This blue-green deployment takes advantage of OpenSearch’s relocation mechanism, which reallocates shards in the cluster to be more efficient and resilient. For example, if your new green environment has different node structure (perhaps because of scaling or hardware changes), you might need to relocate shards to these new nodes before the switch to ensure that the data is balanced and optimized before the blue nodes are deleted.

GIF depicting blue green deployments in OCI OpenSearch
Figure 3: The process of blue green deployments, enabling customers to add new capacity to nodes with little downtime

The performance limitations of flexible shapes

While this blue-green solution works well for vertically scaling basic node clusters, it runs into performance limitations in large-scale deployments that store lots of data. Let’s take a closer look at the steps required to copy a chunk of data from one node to another with a blue-green deployment:

  1. Read data from block volume disk: This involves network IO bandwidth because the block volume is a remote attachment, not a local disk.
  2. Copy data to RAM, which is stored in the operating system cache.
  3. Copy data from operating system cache into the Java virtual machine (JVM).
  4. Send data to the new node: From JVM, the data is copied again to outbound buffer and out into the remote host, which requires both CPU cycles and network IO.

These processes are computationally expensive. They consume network IO and some CPU cycles proportional to the size of the data being copied. A node reading and sending large amounts of data can easily exhaust the host network IO throughput.

To illustrate how this limitation makes a difference, consider a cluster with a single core data node, 15 GB of RAM, and 3 TB of disk storage. How long would it take to replicate this node?

In a flexible Compute shape, the network IO is about 0.8 Gbps per core. Assuming 100% copying efficiency and allocating the entire network bandwidth available on the node to the task, copying 3 TB of data takes about 8.5 hours. However, the block volume is also consuming network IO, so the effective network IO available for transmitting is probably only about half the optimal rate, making the replication time about 17 hours.

But copying isn’t an efficient process. It incurs at least 30% overhead because of the chunks sent to a remote node or TCP packets. So, you’re looking at about 25 hours to replicate. Finally, you might want to rate limit the process to avoid bringing the node down. You need to choose a reasonable limit to avoid starving queries and indexing resources. So assuming 50% more time, now we’re looking at close to 40 hours to replicate a node! Replicating a node this slowly could present a customer with serious issues.

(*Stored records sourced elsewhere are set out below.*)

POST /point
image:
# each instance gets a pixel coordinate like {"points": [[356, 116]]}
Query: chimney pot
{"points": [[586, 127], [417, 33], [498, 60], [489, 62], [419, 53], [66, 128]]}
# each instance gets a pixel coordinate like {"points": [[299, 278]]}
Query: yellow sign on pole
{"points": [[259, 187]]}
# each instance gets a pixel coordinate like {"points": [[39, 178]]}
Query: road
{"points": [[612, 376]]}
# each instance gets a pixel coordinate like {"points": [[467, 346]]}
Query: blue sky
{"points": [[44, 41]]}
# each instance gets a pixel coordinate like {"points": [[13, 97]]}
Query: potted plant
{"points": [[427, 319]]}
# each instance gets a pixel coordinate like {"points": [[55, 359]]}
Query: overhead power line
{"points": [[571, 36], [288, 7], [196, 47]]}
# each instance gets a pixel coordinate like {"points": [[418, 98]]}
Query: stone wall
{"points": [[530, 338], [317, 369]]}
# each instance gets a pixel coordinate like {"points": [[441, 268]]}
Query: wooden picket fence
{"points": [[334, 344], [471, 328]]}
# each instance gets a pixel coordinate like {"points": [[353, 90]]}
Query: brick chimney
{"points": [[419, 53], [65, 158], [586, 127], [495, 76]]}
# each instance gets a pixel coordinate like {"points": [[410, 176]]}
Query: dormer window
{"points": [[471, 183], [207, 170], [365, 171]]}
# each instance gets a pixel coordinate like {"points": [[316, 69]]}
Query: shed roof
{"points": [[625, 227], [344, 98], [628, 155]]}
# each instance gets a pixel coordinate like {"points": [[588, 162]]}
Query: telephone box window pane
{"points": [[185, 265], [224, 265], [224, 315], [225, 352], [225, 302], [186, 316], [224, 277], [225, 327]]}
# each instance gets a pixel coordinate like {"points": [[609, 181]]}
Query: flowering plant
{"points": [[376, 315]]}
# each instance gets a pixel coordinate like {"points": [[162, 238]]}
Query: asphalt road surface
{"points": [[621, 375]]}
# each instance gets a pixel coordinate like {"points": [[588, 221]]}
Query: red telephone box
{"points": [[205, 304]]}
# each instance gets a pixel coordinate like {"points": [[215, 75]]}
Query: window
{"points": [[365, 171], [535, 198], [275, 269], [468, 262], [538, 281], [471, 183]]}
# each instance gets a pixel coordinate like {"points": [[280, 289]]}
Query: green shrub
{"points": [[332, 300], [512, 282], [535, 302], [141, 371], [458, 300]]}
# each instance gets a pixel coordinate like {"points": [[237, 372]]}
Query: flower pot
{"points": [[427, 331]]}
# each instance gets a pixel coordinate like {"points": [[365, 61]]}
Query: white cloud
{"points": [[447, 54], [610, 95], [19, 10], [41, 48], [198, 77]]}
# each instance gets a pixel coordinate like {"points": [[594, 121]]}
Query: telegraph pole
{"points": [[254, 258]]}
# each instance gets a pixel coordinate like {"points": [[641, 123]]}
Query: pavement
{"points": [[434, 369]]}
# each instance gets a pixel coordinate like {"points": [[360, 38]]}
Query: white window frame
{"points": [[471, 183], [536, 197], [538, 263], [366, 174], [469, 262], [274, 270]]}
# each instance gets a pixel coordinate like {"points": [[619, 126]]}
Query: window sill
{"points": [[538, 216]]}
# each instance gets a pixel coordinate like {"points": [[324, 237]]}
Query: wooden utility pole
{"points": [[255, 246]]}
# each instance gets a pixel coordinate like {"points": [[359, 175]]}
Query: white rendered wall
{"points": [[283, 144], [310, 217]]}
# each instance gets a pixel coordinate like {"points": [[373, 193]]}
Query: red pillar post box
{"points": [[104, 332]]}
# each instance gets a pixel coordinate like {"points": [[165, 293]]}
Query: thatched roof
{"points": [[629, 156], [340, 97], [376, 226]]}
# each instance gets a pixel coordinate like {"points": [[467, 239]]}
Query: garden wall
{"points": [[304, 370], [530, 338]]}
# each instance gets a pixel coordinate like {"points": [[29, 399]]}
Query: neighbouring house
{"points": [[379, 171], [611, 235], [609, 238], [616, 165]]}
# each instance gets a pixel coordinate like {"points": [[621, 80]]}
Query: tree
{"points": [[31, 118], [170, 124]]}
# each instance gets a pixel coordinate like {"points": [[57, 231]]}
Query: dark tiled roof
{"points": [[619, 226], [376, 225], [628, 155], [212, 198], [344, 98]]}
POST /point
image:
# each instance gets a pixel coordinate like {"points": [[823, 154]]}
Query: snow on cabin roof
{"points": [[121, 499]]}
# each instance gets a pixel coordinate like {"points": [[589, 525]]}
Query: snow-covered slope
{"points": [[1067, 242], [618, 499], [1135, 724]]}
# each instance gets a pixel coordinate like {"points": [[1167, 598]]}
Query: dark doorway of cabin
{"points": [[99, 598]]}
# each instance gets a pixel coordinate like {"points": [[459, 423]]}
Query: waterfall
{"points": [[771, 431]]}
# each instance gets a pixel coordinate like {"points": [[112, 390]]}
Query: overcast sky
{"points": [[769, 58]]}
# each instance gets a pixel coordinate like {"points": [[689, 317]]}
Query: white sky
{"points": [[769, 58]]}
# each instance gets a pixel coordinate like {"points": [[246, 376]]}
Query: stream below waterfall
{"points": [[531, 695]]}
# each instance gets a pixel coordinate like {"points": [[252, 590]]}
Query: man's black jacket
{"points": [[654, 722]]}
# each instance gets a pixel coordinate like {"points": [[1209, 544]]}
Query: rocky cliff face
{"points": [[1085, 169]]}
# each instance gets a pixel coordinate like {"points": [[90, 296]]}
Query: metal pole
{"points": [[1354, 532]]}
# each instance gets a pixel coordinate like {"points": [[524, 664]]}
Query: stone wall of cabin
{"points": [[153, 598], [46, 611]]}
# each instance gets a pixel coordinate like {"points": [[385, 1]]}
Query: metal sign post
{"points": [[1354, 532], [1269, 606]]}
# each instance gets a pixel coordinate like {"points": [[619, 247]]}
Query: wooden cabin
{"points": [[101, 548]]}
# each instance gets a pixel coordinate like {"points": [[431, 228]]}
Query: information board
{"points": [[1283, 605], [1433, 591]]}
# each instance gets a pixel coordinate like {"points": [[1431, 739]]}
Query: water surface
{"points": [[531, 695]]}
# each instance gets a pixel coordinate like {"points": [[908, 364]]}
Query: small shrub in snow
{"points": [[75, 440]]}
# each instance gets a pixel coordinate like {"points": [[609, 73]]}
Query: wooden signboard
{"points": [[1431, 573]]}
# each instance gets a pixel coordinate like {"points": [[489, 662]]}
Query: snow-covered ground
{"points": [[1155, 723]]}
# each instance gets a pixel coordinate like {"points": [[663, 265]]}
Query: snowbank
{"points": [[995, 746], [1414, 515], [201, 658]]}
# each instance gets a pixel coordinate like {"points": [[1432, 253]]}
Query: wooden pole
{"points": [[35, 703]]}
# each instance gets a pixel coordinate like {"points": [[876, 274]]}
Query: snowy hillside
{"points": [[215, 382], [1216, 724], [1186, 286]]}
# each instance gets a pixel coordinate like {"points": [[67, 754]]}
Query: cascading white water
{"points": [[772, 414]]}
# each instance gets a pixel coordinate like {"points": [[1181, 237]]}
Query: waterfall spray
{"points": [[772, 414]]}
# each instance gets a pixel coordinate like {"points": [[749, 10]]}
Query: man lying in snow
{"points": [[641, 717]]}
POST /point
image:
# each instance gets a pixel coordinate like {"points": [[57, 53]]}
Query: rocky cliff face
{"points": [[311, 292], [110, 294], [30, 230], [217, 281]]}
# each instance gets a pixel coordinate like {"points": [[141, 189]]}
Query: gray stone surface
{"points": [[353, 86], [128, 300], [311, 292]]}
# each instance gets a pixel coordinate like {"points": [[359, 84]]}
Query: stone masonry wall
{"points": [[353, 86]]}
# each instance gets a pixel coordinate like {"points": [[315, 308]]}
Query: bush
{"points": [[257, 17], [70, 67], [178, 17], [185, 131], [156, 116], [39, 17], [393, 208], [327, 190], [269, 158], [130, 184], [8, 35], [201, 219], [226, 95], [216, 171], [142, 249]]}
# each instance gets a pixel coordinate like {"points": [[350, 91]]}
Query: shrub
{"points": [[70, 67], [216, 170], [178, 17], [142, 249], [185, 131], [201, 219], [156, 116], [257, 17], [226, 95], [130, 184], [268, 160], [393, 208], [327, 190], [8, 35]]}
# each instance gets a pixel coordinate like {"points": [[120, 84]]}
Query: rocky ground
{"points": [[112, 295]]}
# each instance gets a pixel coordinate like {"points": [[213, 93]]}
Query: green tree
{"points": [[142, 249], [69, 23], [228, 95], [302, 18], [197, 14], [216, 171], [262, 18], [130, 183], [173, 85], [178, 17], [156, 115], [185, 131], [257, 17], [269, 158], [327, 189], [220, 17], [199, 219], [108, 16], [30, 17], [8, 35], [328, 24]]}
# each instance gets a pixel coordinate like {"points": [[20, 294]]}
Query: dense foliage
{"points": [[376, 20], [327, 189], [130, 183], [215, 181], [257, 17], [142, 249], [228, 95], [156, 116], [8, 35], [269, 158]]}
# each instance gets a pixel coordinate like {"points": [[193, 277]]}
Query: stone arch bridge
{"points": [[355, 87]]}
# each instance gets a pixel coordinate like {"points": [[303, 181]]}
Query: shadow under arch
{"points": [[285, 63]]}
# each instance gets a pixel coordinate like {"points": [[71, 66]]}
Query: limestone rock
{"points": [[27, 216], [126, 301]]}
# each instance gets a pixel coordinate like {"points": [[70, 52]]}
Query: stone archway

Customers are prevented from making more changes on their cluster until the replication is complete, so they can’t react to changing capacity conditions in a timely manner. Plus, cluster stability and performance are degraded during replication. If failure occurs, rolling back the vertical scaling is time-consuming and risky.

The easy thing to do at this point is to advise customers against creating clusters with a single core and 3 TB of disk storage. However, for a customer that’s mostly interested in storage over cores and doesn’t need more compute, it seems quite excessive to ask to provision more cores to have their monthly patching or other infrequent vertical scaling operations that require the blue-green deployment process.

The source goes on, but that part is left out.